When I run my environment in a test script launching a PPOTrainer, RLLib has things working.
working code:
sep = os.pathsep
os.environ['PYTHONPATH'] = sep.join(sys.path)
ray.init(num_gpus=1)
env_name = "walker"
def _custom(env_config):
env = BipedalWalkerCustom(env_config.get('named_tuple', DEFAULT_ENV))
return OverrideWalker(env)
register_env(env_name, _custom)
ModelCatalog.register_custom_model('2LFC', TwoLayerFC)

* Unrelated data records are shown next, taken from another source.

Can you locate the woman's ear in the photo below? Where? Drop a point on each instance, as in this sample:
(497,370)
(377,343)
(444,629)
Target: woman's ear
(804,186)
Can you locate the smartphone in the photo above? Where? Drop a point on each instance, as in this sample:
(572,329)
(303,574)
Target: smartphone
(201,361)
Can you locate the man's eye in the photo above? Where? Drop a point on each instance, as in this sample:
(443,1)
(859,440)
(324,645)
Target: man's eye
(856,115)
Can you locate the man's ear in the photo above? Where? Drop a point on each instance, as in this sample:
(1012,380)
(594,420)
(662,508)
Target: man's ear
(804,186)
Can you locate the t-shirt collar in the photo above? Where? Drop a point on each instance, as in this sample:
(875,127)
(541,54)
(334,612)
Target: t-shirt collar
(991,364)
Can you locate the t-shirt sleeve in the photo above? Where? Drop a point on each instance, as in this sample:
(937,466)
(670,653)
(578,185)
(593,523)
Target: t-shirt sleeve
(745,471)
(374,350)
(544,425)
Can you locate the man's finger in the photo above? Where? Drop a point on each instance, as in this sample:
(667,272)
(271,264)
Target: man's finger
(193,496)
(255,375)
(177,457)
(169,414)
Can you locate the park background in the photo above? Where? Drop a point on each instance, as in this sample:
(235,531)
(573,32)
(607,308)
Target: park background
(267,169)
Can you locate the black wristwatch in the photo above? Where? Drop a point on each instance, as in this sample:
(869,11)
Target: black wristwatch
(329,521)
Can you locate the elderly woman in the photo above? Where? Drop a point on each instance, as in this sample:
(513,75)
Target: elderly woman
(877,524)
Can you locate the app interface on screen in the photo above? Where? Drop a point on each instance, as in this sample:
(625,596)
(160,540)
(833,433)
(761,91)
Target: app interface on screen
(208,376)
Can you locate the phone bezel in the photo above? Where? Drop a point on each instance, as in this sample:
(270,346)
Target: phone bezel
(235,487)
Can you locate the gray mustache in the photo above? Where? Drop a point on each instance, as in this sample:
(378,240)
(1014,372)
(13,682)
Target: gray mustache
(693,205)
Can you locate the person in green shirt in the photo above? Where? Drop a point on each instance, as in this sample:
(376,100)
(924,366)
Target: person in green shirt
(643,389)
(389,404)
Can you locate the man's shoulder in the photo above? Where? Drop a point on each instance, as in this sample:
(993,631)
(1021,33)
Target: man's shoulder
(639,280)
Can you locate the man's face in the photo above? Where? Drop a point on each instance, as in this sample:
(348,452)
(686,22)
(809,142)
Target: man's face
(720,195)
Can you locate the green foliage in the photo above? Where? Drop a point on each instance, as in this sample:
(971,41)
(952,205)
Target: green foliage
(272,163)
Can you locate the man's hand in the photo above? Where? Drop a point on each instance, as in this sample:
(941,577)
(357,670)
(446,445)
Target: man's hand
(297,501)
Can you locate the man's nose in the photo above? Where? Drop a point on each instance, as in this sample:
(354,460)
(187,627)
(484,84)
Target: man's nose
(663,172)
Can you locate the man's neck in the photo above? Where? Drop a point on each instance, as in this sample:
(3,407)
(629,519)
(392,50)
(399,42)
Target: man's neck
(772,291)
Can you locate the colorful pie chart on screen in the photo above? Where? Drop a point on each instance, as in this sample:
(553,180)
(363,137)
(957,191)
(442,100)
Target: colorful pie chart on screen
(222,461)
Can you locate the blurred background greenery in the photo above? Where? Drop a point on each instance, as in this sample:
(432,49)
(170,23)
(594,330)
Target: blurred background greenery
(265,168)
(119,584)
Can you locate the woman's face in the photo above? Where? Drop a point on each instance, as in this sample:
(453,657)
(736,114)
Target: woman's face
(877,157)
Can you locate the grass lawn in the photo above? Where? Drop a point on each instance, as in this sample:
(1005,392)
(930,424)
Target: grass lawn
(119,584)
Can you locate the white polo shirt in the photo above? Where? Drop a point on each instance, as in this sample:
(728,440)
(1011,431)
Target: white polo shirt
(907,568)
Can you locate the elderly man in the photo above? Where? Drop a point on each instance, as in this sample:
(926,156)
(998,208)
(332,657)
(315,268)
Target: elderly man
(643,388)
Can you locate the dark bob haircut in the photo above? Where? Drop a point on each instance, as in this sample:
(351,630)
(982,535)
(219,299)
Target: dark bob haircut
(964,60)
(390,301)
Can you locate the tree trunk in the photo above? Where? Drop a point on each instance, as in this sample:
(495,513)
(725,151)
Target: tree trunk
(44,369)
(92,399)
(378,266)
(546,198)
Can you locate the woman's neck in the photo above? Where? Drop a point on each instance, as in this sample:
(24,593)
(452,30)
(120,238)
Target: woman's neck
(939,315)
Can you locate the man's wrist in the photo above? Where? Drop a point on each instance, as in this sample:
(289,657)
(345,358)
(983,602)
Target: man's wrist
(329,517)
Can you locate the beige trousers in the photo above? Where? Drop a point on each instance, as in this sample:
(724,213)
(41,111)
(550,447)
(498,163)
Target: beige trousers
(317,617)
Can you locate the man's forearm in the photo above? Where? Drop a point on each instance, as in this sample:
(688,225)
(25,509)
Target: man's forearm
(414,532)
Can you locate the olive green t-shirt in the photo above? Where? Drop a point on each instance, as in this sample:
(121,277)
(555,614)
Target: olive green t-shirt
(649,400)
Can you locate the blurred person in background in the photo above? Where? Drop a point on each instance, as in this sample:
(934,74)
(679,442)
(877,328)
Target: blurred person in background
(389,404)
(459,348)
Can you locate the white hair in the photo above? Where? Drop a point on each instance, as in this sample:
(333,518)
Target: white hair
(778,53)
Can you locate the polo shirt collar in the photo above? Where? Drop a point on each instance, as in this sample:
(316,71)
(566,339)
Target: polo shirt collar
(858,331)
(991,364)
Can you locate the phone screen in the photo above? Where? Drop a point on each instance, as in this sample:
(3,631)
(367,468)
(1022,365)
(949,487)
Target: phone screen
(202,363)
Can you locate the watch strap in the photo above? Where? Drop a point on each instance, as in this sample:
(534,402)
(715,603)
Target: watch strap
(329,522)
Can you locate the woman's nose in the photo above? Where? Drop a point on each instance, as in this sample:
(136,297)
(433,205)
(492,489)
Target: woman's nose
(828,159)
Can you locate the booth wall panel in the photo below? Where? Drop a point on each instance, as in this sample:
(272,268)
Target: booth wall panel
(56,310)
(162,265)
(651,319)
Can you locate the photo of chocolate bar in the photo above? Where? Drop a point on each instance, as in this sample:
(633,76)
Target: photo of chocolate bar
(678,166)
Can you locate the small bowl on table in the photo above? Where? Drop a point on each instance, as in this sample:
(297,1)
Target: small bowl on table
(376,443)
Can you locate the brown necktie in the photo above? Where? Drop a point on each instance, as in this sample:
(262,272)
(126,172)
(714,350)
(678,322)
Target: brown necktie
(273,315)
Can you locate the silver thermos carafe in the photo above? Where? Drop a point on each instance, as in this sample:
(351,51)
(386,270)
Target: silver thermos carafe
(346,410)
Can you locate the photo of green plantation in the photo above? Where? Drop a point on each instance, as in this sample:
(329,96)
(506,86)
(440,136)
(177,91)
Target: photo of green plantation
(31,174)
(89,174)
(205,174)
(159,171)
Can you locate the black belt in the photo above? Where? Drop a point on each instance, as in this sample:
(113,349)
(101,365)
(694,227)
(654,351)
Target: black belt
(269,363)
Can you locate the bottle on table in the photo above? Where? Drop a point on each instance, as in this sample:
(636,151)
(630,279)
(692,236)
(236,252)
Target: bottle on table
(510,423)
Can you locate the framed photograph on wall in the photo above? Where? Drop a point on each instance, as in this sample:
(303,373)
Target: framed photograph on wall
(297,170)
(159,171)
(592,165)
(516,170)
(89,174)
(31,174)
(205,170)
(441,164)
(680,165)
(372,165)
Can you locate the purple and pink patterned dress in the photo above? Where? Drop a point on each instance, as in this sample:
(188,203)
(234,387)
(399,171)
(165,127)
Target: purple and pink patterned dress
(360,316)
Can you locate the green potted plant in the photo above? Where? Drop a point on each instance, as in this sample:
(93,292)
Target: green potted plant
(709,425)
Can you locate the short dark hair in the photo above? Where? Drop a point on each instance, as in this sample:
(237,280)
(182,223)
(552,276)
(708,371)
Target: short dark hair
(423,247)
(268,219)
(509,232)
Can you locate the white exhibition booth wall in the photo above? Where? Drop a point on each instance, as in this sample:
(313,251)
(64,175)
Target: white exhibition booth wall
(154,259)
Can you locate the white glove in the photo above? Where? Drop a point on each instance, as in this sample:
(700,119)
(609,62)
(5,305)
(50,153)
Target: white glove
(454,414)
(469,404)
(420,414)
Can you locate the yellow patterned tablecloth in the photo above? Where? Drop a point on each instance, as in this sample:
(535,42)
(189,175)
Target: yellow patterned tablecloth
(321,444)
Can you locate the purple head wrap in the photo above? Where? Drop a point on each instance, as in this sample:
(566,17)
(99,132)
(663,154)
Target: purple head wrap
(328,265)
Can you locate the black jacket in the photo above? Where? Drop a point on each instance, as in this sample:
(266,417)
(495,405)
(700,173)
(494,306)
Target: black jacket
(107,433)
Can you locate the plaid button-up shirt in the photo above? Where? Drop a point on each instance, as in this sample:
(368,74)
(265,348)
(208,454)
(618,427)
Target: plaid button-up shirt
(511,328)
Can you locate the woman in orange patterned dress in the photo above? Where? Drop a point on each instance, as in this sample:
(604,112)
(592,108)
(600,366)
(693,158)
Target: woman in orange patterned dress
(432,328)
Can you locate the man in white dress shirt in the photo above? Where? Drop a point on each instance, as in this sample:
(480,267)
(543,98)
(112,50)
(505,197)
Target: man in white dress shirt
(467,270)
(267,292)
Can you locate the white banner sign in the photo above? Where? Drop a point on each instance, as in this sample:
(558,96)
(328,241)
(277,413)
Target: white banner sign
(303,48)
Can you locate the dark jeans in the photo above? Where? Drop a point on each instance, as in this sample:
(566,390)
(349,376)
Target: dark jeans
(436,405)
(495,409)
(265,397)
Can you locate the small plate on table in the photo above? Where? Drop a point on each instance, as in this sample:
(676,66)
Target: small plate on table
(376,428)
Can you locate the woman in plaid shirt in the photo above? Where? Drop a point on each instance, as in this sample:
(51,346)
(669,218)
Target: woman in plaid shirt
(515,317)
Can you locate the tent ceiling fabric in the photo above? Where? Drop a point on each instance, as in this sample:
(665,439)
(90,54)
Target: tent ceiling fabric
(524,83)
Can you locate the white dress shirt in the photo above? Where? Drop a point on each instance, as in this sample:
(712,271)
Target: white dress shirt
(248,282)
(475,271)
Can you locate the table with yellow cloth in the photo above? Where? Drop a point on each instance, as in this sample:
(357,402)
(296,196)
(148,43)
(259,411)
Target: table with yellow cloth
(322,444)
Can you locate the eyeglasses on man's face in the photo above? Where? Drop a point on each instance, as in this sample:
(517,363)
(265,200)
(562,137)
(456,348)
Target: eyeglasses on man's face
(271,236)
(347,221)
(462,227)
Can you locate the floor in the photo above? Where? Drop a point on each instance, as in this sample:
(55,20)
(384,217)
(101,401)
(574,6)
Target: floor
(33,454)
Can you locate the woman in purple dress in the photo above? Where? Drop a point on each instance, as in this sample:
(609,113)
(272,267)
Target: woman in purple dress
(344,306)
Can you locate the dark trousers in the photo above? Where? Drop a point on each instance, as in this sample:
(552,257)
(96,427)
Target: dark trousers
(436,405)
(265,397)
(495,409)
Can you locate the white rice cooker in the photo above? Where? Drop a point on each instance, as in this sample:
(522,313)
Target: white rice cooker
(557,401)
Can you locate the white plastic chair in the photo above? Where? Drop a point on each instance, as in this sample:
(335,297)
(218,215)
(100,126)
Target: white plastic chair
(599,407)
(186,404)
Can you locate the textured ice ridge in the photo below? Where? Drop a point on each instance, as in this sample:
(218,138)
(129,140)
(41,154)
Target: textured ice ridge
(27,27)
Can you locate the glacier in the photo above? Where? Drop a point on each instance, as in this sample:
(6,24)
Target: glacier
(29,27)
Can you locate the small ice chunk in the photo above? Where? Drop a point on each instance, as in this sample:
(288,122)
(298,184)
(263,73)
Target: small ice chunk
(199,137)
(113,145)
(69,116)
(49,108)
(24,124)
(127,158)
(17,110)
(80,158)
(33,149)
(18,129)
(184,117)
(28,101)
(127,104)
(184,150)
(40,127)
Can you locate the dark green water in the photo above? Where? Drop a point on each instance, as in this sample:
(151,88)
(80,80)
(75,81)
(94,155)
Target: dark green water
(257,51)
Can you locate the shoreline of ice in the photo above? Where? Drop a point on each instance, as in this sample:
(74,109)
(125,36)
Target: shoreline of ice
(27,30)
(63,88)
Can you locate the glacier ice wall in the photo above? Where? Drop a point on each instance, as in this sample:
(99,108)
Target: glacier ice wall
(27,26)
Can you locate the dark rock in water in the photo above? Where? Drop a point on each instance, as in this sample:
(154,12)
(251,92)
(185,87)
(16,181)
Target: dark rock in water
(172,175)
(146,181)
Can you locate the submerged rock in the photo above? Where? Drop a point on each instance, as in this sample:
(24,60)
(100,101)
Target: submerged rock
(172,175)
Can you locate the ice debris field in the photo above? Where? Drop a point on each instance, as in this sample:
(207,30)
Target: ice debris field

max_training_steps = 10000
config = ppo.DEFAULT_CONFIG.copy()
config["model"] = {
'custom_model': '2LFC',
'custom_model_config': {'hidden_dim': 40}
}
config['env'] = env_name
config['env_config'] = {'named_tuple': DEFAULT_ENV}
config["num_workers"] = 1
config["num_envs_per_worker"] = 1
config["framework"] = "torch"
config['num_gpus'] = 1
stop = {
"episode_reward_mean": 2,
"timesteps_total": max_training_steps,
}
print(config)
try:
result = tune.run(ppo.PPOTrainer, config=config, stop=stop, checkpoint_at_end=True,
local_dir=os.path.join('..', 'rllib_results'))
except (KeyboardInterrupt, Exception) as e:
print(e)
ray.shutdown()
ray.shutdown()
Here’s the NN code:
class TwoLayerFC(TorchModelV2, nn.Module):
def __init__(self, obs_space: gym.spaces.Space,
action_space: gym.spaces.Space, num_outputs: int,
model_config: ModelConfigDict, name: str):
TorchModelV2.__init__(self, obs_space, action_space, num_outputs,
model_config, name)
nn.Module.__init__(self)
self._num_objects = obs_space.shape[0]
self._num_actions = num_outputs
self.hidden_dim = model_config.get('custom_model_config', {}).get('hidden_size', 40)
self.embedding = nn.Sequential(
layer_init(nn.Linear(self._num_objects, self.hidden_dim)),
nn.Tanh(),
layer_init(nn.Linear(self.hidden_dim, self.hidden_dim)),
nn.Tanh(),
)
self.policy_head = nn.Sequential(
layer_init(nn.Linear(self.hidden_dim, self.num_outputs)),
nn.Tanh()
)
self.value_head = nn.Sequential(
layer_init(nn.Linear(self.hidden_dim, 1))
)
def forward(self, input_dict, state, seq_lens):
# print(input_dict['obs'].shape)
x = input_dict['obs']
self._last_batch_size = x.shape[0]
embed = self.embedding(x)
logits = self.policy_head(embed)
value = self.value_head(embed)
self._value = value.reshape(-1)
return logits, state
def value_function(self):
return self._value
When I build a ppoTrainer object directly in my code the resulting NN is of the incorrect size. According to rllib, the number of logits my networks should be putting out is 8 when really the action space is: Box([-1. -1. -1. -1.], [1. 1. 1. 1.], (4,), float64)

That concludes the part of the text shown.